A similar validation study in an elderly population identified 42 as an appropriate MCS threshold to identify significant psychological distress [12]. Our identified threshold of 38 is comparable to this. As the MCS is normed, with a score of 50 (standard deviation = 10) representing the UK population, this threshold identifies patients with a score of 1 standard deviation below the population mean (scoring in the bottom 16 % of the population) as being at risk of pMDD or pGAD.

There are several elements to take into consideration when evaluating the research process described. The primary limitation is the lack of a “gold-standard” depression measure with which to validate the SF-36 domains. Employing a psychologist or psychiatrist to diagnose the presence of depression was beyond the financial and time restrictions present. We therefore relied on the measurement already taken as part of routine clinical practice, which were the PHQ9 and GAD7. Given their sensitivity and specificity of these measures against gold standard diagnostic criteria, we can expect an increase in detection of false positives. For example, if the true prevalence of depression is 20 %, and assuming an accuracy of 89 % for the PHQ9 [14] and GAD [15], our detected MCS accuracy for pMDD of 83 % would translate into a lower bound for the accuracy of 74 % for detecting true MDD. This assumed the two screening tools are independent, so it is almost certain that true accuracy is between 74 and 83 %. Although the PHQ9 and GAD7 are well-validated themselves [14, 15] future research is required to replicate the findings of this study using a gold-standard psychiatric interview against which to validate the MCS and MH scales of the SF-36. However this research has increased the utility of this widely used questionnaire and provides interesting scope for further validation and secondary analyses of existing datasets.

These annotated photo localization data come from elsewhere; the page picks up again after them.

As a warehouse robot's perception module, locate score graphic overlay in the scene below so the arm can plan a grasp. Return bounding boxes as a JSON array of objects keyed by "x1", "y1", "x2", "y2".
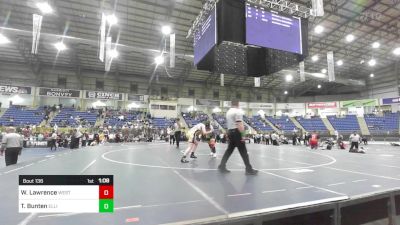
[
  {"x1": 245, "y1": 3, "x2": 303, "y2": 54},
  {"x1": 193, "y1": 8, "x2": 217, "y2": 65},
  {"x1": 18, "y1": 175, "x2": 114, "y2": 213}
]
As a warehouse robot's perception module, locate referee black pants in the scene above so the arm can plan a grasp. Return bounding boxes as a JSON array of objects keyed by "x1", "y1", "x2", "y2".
[
  {"x1": 5, "y1": 148, "x2": 21, "y2": 166},
  {"x1": 219, "y1": 129, "x2": 253, "y2": 171}
]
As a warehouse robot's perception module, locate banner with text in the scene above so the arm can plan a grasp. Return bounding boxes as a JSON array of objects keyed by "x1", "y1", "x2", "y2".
[
  {"x1": 307, "y1": 102, "x2": 338, "y2": 109},
  {"x1": 86, "y1": 91, "x2": 123, "y2": 101},
  {"x1": 128, "y1": 94, "x2": 146, "y2": 102},
  {"x1": 382, "y1": 97, "x2": 400, "y2": 105},
  {"x1": 196, "y1": 99, "x2": 220, "y2": 107},
  {"x1": 340, "y1": 99, "x2": 378, "y2": 108},
  {"x1": 39, "y1": 88, "x2": 81, "y2": 98},
  {"x1": 222, "y1": 101, "x2": 249, "y2": 109},
  {"x1": 276, "y1": 103, "x2": 305, "y2": 109},
  {"x1": 0, "y1": 85, "x2": 32, "y2": 95},
  {"x1": 249, "y1": 102, "x2": 274, "y2": 109}
]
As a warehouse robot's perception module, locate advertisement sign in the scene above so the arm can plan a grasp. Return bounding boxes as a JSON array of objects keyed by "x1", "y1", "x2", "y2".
[
  {"x1": 276, "y1": 103, "x2": 305, "y2": 109},
  {"x1": 340, "y1": 99, "x2": 378, "y2": 108},
  {"x1": 128, "y1": 94, "x2": 145, "y2": 102},
  {"x1": 39, "y1": 88, "x2": 81, "y2": 98},
  {"x1": 382, "y1": 97, "x2": 400, "y2": 105},
  {"x1": 307, "y1": 102, "x2": 338, "y2": 109},
  {"x1": 86, "y1": 91, "x2": 123, "y2": 101},
  {"x1": 0, "y1": 85, "x2": 32, "y2": 95},
  {"x1": 196, "y1": 99, "x2": 219, "y2": 107},
  {"x1": 249, "y1": 102, "x2": 274, "y2": 109}
]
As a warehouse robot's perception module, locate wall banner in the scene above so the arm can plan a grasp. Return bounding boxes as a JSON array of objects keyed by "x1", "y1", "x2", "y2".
[
  {"x1": 382, "y1": 97, "x2": 400, "y2": 105},
  {"x1": 0, "y1": 85, "x2": 32, "y2": 95},
  {"x1": 39, "y1": 88, "x2": 81, "y2": 98},
  {"x1": 340, "y1": 99, "x2": 378, "y2": 108},
  {"x1": 307, "y1": 102, "x2": 338, "y2": 109},
  {"x1": 85, "y1": 91, "x2": 123, "y2": 101}
]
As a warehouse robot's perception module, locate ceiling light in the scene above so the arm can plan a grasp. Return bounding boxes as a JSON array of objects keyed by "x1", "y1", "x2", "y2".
[
  {"x1": 110, "y1": 49, "x2": 119, "y2": 59},
  {"x1": 393, "y1": 47, "x2": 400, "y2": 55},
  {"x1": 368, "y1": 59, "x2": 376, "y2": 66},
  {"x1": 106, "y1": 14, "x2": 118, "y2": 26},
  {"x1": 154, "y1": 55, "x2": 164, "y2": 65},
  {"x1": 0, "y1": 34, "x2": 10, "y2": 44},
  {"x1": 54, "y1": 41, "x2": 67, "y2": 52},
  {"x1": 372, "y1": 41, "x2": 381, "y2": 48},
  {"x1": 161, "y1": 26, "x2": 172, "y2": 35},
  {"x1": 285, "y1": 74, "x2": 293, "y2": 82},
  {"x1": 36, "y1": 2, "x2": 53, "y2": 14},
  {"x1": 346, "y1": 34, "x2": 355, "y2": 42},
  {"x1": 311, "y1": 55, "x2": 319, "y2": 62},
  {"x1": 314, "y1": 25, "x2": 325, "y2": 34}
]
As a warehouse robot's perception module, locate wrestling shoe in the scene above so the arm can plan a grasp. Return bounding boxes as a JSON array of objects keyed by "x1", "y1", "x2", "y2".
[
  {"x1": 246, "y1": 169, "x2": 258, "y2": 175},
  {"x1": 218, "y1": 166, "x2": 231, "y2": 173},
  {"x1": 181, "y1": 156, "x2": 189, "y2": 163}
]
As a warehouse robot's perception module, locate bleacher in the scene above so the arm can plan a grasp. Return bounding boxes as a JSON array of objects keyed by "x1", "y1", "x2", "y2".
[
  {"x1": 182, "y1": 112, "x2": 209, "y2": 128},
  {"x1": 0, "y1": 106, "x2": 44, "y2": 126},
  {"x1": 267, "y1": 116, "x2": 296, "y2": 132},
  {"x1": 152, "y1": 117, "x2": 174, "y2": 129},
  {"x1": 244, "y1": 116, "x2": 274, "y2": 132},
  {"x1": 296, "y1": 116, "x2": 328, "y2": 132},
  {"x1": 51, "y1": 108, "x2": 97, "y2": 127},
  {"x1": 327, "y1": 115, "x2": 360, "y2": 134},
  {"x1": 212, "y1": 113, "x2": 228, "y2": 129},
  {"x1": 364, "y1": 112, "x2": 399, "y2": 135},
  {"x1": 104, "y1": 111, "x2": 141, "y2": 127}
]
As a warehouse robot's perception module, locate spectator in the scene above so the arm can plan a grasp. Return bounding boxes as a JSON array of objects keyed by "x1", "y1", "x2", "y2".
[
  {"x1": 0, "y1": 127, "x2": 22, "y2": 166},
  {"x1": 349, "y1": 131, "x2": 361, "y2": 152}
]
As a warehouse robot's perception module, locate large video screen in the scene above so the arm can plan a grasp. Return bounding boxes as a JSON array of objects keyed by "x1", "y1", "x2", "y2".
[
  {"x1": 245, "y1": 3, "x2": 303, "y2": 54},
  {"x1": 193, "y1": 8, "x2": 217, "y2": 65}
]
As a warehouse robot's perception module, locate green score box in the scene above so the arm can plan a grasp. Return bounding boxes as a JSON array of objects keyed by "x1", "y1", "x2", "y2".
[{"x1": 99, "y1": 199, "x2": 114, "y2": 213}]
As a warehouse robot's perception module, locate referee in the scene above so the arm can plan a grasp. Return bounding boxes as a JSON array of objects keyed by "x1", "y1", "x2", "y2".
[
  {"x1": 218, "y1": 101, "x2": 258, "y2": 175},
  {"x1": 0, "y1": 127, "x2": 23, "y2": 166}
]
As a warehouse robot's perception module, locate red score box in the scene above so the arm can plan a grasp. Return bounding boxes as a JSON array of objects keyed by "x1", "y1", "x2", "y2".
[{"x1": 99, "y1": 185, "x2": 114, "y2": 199}]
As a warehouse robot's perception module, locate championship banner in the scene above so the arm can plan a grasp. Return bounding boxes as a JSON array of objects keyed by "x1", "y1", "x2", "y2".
[
  {"x1": 39, "y1": 88, "x2": 81, "y2": 98},
  {"x1": 86, "y1": 91, "x2": 123, "y2": 101},
  {"x1": 307, "y1": 102, "x2": 338, "y2": 109},
  {"x1": 340, "y1": 99, "x2": 378, "y2": 108},
  {"x1": 254, "y1": 77, "x2": 261, "y2": 87},
  {"x1": 326, "y1": 51, "x2": 335, "y2": 82},
  {"x1": 196, "y1": 99, "x2": 220, "y2": 107},
  {"x1": 31, "y1": 14, "x2": 43, "y2": 55},
  {"x1": 169, "y1": 33, "x2": 175, "y2": 68},
  {"x1": 128, "y1": 94, "x2": 145, "y2": 102},
  {"x1": 382, "y1": 97, "x2": 400, "y2": 105},
  {"x1": 0, "y1": 85, "x2": 32, "y2": 95},
  {"x1": 299, "y1": 61, "x2": 306, "y2": 82}
]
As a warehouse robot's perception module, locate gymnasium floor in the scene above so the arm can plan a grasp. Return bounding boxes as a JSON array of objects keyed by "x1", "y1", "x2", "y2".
[{"x1": 0, "y1": 143, "x2": 400, "y2": 225}]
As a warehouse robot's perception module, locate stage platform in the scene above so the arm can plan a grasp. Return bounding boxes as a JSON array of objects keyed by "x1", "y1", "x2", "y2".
[{"x1": 0, "y1": 143, "x2": 400, "y2": 225}]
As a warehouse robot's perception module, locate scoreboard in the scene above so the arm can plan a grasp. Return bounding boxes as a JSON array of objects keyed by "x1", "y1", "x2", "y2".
[
  {"x1": 18, "y1": 175, "x2": 114, "y2": 213},
  {"x1": 245, "y1": 3, "x2": 303, "y2": 54}
]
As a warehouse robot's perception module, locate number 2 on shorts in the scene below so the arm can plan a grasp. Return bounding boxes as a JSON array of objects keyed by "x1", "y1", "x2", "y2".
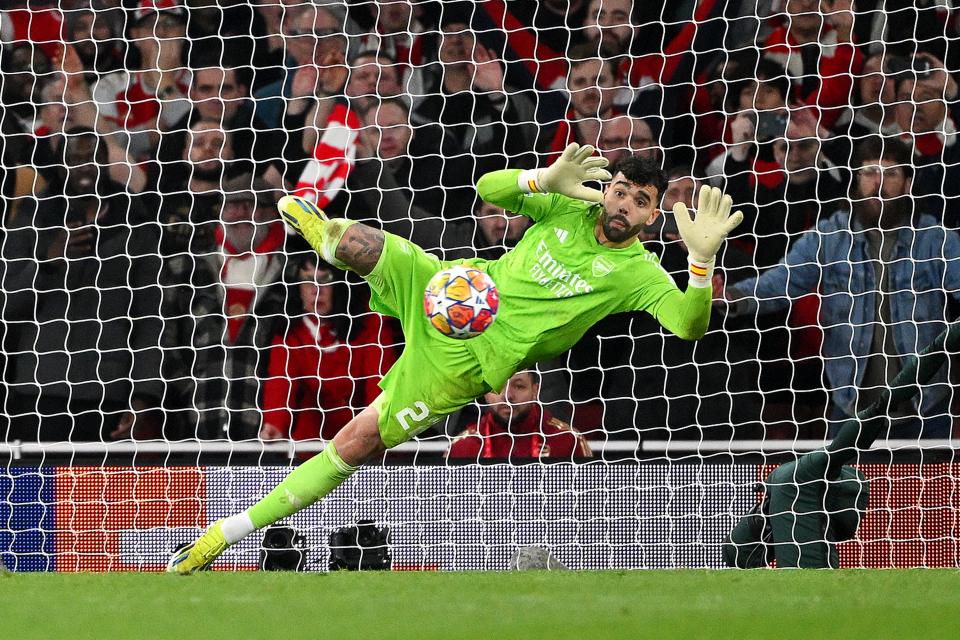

An additional consideration is the representativeness of our sample. As described in our methods section, patients who were unable to give consent due to learning disabilities or dementia, or who were too disabled to answer independently, we not considered eligible for inclusion in this study. This selection bias resulted in ineligible patients being significantly older, having higher levels of pain, disability and disease activity, than patients who were recruited for participation. The generalisability of our results to the wider RA population is questionable, although it is important to note that there were no differences in mental health across those who participated and those who did not.

Conclusion

Despite these shortcomings, this analysis provides a useful first step in adding extra utility to a measurement tool already frequently used for research purposes. The addition of regular HRQoL measurement to routine RA clinical care would be beneficial, as QoL is a key outcome of importance to patients [21], and doing so would also support the need for embedded mental health care within rheumatological management practice.